These functions are defined in rgx.c using a POSIX or GNU regex library. If your computer does not support regex, a package is available via ftp from ftp.gnu.org:/pub/gnu/regex-0.12.tar.gz. For a description of regular expressions, See syntax.

— Function: regcomp pattern [flags]

Compile a regular expression. Return a compiled regular expression, or an integer error code suitable as an argument to regerror.

flags in regcomp is a string of option letters used to control the compilation of the regular expression. The letters may consist of:

n
newlines won't be matched by . or hat lists; ( [^...] )
i
ignore case.
only when compiled with _GNU_SOURCE:

0
allows dot to match a null character.
f
enable GNU fastmaps.

— Function: regerror errno

Returns a string describing the integer errno returned when regcomp fails.

— Function: regexec re string

Returns #f or a vector of integers. These integers are in doublets. The first of each doublet is the index of string of the start of the matching expression or sub-expression (delimited by parentheses in the pattern). The last of each doublet is index of string of the end of that expression. #f is returned if the string does not match.

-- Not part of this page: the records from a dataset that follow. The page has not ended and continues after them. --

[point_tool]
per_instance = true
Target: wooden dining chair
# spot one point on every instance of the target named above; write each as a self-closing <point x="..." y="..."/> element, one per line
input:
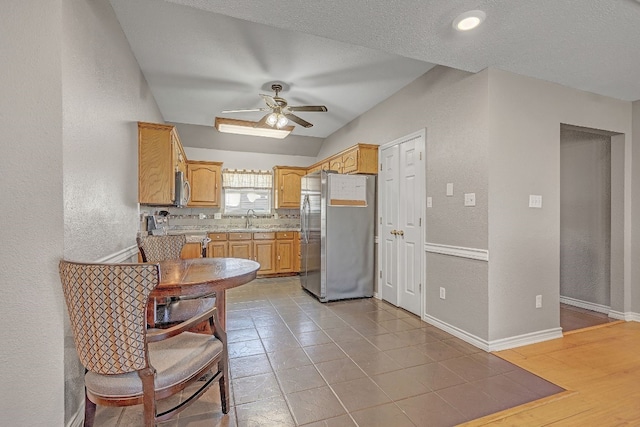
<point x="128" y="364"/>
<point x="174" y="310"/>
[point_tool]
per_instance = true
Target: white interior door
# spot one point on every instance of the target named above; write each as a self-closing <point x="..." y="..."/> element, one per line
<point x="409" y="228"/>
<point x="388" y="246"/>
<point x="401" y="189"/>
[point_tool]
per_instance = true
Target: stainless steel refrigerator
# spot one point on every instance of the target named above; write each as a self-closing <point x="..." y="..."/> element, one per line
<point x="337" y="218"/>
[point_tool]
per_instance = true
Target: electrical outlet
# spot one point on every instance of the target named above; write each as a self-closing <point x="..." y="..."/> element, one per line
<point x="469" y="199"/>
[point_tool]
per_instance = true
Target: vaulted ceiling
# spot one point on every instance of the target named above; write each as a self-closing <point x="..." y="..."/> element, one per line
<point x="200" y="57"/>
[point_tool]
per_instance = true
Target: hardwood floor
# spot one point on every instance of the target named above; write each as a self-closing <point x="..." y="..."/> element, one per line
<point x="600" y="369"/>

— Function: regmatch? re string

Returns #t if the pattern such that regexp = (regcomp pattern) matches string as a POSIX extended regular expressions. Returns #f otherwise.

— Function: regsearch re string [start [len]]
— Function: regsearchv re string [start [len]]
— Function: regmatch re string [start [len]]
— Function: regmatchv re string [start [len]]

Regsearch searches for the pattern within the string.

Regmatch anchors the pattern and begins matching it against string.

Regsearch returns the character position where re starts, or #f if not found.

Regmatch returns the number of characters matched, #f if not matched.

Regsearchv and regmatchv return the match vector is returned if re is found, #f otherwise.

re
may be either:
  1. a compiled regular expression returned by regcomp;
  2. a string representing a regular expression;
  3. a list of a string and a set of option letters.

string
The string to be operated upon.
start
The character position at which to begin the search or match. If absent, the default is zero.


Compiled _GNU_SOURCE and using GNU libregex only

When searching, if start is negative, the absolute value of start will be used as the start location and reverse searching will be performed.

len
The search is allowed to examine only the first len characters of string. If absent, the entire string may be examined.

— Function: string-split re string
— Function: string-splitv re string

String-split splits a string into substrings that are separated by re, returning a vector of substrings.

String-splitv returns a vector of string positions that indicate where the substrings are located.

— Function: string-edit re edit-spec string [count]

Returns the edited string.

edit-spec
Is a string used to replace occurances of re. Backquoted integers in the range of 1-9 may be used to insert subexpressions in re, as in sed.
count
The number of substitutions for string-edit to perform. If #t, all occurances of re will be replaced. The default is to perform one substitution.